Monitoring the ForgeRock Identity Platform 6.0 using Prometheus and Grafana


All products within the ForgeRock Identity Platform 6.0 release include native support for monitoring product metrics using Prometheus and visualising this information using Grafana.  To illustrate how these product metrics can be used, alongside each products’ binary download on Backstage, you can also find a zip file containing Monitoring Dashboard Samples.  Each download includes a README file which explains how to setup these dashboards.  In this post, we’ll review the AM 6.0.0 Overview dashboard included within the AM Monitoring Dashboard Samples.

As you might expect from the name, the AM 6.0.0 Overview dashboard is a high level dashboard which gives a cluster-wide summary of the load and average response time for key areas of AM.  For illustration purposes, I’ve used Prometheus to monitor three AM instances running on my laptop and exported an interactive snapshot of the AM 6.0.0 Overview dashboard.  The screenshots which follow have all been taken from that snapshot.

Variables

At the top of the dashboard, there are two dropdowns:

AM 6.0.0 Overview dashboard variables

 

  • Instance – Use this to select which AM instances within your cluster you’d like to monitor.  The instances shown within this dropdown are automatically derived from the metric data you have stored within Prometheus.
  • Aggregation Window – Use this to select a period of time over which you’d like to take a count of events shown within the dashboard. For example, how many sessions were started in the last minute, hour, day, etc.

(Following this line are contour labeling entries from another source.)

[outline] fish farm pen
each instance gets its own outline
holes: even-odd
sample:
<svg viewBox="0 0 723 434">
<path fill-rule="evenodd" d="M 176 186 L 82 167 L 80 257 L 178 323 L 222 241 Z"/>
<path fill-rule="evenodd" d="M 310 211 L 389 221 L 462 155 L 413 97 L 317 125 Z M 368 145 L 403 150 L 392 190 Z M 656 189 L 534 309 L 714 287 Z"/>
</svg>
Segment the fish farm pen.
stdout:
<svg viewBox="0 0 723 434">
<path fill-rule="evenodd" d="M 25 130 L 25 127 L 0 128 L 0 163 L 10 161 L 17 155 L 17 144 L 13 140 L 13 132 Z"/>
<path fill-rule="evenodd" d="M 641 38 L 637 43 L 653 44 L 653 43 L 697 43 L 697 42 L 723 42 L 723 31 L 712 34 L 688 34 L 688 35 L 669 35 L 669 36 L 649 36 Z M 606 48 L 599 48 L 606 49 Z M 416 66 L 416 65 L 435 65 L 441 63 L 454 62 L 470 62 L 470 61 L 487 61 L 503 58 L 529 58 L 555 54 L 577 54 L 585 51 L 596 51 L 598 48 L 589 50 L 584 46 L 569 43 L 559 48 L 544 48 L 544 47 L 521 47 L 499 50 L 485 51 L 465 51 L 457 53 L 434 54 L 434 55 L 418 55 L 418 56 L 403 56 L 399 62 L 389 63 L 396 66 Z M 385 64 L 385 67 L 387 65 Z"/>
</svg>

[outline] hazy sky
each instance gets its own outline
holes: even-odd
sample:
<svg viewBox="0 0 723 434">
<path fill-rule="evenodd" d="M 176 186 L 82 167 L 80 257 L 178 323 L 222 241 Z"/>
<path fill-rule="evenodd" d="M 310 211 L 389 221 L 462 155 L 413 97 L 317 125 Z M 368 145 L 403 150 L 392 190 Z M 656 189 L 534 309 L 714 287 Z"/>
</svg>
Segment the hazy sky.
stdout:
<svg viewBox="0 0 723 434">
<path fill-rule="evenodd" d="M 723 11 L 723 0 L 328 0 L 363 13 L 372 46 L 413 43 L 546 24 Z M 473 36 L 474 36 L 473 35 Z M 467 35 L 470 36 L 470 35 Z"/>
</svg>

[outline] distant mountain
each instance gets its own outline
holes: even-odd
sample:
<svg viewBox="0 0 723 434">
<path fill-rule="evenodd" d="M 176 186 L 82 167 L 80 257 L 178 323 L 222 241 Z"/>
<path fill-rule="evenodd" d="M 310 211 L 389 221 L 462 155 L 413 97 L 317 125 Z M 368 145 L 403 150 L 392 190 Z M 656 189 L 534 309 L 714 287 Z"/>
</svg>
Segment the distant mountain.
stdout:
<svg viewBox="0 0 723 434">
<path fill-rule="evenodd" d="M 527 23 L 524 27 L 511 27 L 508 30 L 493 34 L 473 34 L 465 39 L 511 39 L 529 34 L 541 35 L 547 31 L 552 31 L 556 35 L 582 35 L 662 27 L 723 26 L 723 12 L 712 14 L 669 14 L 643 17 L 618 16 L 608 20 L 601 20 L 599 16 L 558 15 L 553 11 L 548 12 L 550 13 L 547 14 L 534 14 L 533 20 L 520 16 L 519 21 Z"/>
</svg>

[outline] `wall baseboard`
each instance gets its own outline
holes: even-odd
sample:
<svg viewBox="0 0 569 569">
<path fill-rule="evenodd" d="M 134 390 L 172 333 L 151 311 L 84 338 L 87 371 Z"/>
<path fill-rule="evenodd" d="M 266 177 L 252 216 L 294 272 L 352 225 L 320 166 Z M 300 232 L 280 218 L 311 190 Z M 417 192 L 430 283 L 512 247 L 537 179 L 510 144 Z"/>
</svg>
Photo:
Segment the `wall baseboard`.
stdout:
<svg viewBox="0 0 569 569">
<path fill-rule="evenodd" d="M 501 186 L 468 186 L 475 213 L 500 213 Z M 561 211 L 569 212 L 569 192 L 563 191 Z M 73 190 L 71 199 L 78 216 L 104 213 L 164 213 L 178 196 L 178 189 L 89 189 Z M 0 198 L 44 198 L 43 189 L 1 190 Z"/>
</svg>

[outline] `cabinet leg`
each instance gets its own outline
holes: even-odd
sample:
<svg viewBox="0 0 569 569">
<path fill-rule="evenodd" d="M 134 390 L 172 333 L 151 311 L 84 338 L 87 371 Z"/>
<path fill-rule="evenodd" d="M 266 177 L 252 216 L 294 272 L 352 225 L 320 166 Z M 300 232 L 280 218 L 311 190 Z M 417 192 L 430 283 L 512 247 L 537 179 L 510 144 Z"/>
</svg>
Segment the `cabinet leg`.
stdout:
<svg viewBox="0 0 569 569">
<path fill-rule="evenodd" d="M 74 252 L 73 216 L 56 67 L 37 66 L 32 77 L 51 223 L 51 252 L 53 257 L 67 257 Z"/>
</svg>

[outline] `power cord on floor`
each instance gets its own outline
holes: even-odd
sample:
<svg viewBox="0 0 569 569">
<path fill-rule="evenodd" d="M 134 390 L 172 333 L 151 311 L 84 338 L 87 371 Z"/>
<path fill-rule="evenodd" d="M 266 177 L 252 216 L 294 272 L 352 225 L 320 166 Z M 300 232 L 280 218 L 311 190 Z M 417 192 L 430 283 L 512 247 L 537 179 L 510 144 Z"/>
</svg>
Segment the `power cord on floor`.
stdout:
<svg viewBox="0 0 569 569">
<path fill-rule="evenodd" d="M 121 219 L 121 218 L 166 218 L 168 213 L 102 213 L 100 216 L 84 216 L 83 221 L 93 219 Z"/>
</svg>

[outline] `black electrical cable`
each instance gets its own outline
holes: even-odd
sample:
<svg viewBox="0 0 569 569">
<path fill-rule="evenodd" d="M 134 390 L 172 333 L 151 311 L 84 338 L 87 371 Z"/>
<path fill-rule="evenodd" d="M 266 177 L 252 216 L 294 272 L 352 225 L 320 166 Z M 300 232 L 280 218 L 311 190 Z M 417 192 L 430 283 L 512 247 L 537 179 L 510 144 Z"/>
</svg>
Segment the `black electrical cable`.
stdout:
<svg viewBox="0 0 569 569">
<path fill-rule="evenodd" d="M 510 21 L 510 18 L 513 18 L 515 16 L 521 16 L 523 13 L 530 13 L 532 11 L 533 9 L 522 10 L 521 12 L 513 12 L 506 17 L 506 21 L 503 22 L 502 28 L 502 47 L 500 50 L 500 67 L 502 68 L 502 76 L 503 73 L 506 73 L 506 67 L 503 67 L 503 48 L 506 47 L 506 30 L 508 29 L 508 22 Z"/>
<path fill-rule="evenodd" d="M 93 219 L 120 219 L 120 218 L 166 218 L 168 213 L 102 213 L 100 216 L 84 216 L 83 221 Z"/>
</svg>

Note. You’ll need to be up and running with your own Grafana instance in order to use these dropdowns as they can’t be updated within the interactive snapshot.

Authentications

AM 6.0.0 Overview dashboard Authentications section

The top row of the Authentications section shows a count of authentications which have started, succeeded, failed, or timed-out across all AM instances selected in the “Instance” variable drop-down over the selected “Aggregation Window”.  The screenshot above shows that a total of 95 authentications were started over the past minute across all three of my AM instances.

The second row of the Authentications section shows the per second rate of authentications starting, succeeding, failing, or timing-out by AM instance.  This set of line graphs can be used to see how behaviour is changing over time and if any AM instance is taking more or less of the load.

All of the presented Authentications metrics are of the summary type.

Sessions

AM 6.0.0 Overview dashboard Sessions section

As with the Authentications section, the top row of the Sessions section shows cluster-wide aggregations while the second row contains a set of line graphs.

In the Sessions section, the metrics being presented are session creation, session termination, and average session lifetime.  Unlike the other metrics presented in the Authentications and Sessions sections, the session lifetime metric is of the timer type.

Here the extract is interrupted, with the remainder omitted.